The auto ancillary sector saw strong growth in the fourth quarter of fiscal year 2026. Volumes across two-wheelers, passenger vehicles, and tractors rose an estimated 23% year-on-year. Greaves Cotton's revenue increased by 21.5% to ₹1,000 crore, aligning with this positive trend. The company also significantly improved its operational performance, with EBITDA climbing 48.3% to ₹68 crore. This boosted the EBITDA margin to 6.8%, up from 5.6% a year earlier. Despite these gains, net profit for the quarter decreased by 6.3% to ₹22.5 crore. This decline may be linked to factors such as higher non-operational expenses or taxes.
Compared to peers, Greaves Cotton's trailing twelve-month price-to-earnings (P/E) ratio of 18.24 is considerably lower than Cummins India's 62.68. The average P/E for the sector is around 42.00. However, valuation figures for Greaves Cotton can vary, with some sources showing much higher P/E ratios, suggesting differing views on its value. The company's market capitalization is approximately ₹3,900-4,000 crore. This quarter's results stand in contrast to the fourth quarter of fiscal year 2023, which saw an 823% surge in net profit, highlighting the company's profit volatility.
The stock market responded positively to the revenue and margin story, with Greaves Cotton shares closing up 2.82% on the BSE. However, the company's stock has underperformed significantly over the past year, dropping 46.53% while the S&P 500 gained 14.11%. It is currently trading below key moving averages, indicating ongoing selling pressure. Valuation remains a point of discussion due to the wide range of P/E ratios reported. Analyst sentiment is mixed, with a consensus target price of ₹155.00, which is below the current market price, suggesting limited immediate upside potential. Additionally, foreign institutional investors have reduced their holdings in the recent quarter. The auto ancillary sector faces potential margin pressures in fiscal year 2027 due to rising input costs and geopolitical risks, which could affect Greaves Cotton's future profitability.

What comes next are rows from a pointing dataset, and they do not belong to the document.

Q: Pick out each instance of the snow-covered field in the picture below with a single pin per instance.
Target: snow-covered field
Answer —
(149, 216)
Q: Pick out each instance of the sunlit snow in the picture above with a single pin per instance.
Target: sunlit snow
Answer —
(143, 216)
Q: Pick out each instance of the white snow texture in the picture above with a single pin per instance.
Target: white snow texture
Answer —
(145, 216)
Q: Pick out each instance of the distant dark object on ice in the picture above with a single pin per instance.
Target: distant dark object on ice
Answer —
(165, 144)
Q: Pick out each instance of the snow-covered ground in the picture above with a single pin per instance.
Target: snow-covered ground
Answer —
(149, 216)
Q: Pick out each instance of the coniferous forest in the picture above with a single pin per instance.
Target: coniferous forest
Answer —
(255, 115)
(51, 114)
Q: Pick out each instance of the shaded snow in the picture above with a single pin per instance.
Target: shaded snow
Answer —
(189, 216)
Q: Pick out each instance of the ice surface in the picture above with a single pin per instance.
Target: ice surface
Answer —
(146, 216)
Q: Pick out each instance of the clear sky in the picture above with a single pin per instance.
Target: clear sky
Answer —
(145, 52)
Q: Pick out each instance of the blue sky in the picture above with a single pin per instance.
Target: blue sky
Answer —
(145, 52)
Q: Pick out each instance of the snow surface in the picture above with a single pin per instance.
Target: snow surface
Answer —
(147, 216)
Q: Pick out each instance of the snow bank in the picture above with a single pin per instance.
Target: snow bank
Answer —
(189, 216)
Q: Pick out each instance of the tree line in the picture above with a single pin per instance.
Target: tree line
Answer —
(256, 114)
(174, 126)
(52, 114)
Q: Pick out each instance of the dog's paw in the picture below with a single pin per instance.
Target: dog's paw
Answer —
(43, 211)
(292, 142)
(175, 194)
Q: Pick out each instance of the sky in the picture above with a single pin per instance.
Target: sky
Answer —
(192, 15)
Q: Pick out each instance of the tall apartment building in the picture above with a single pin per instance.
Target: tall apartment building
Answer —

Looking ahead, Greaves Cotton is pursuing its 'GREAVES.NEXT' strategy. This plan focuses on diversifying into Energy, Mobility, and Industrial solutions, with a strong emphasis on electric mobility through its subsidiary, Greaves Electric Mobility (GEML). The company aims to increase its market share in the EV segment to 4.4% by FY26. Analysts generally recommend the stock, with a consensus rating of 'Strong Buy' and a 3-month target of ₹180.0 from ICICI Direct. Greaves Cotton plans to invest ₹500–700 crore to achieve a compound annual growth rate (CAGR) of 16-20% and target EBITDA margins of 13-15%.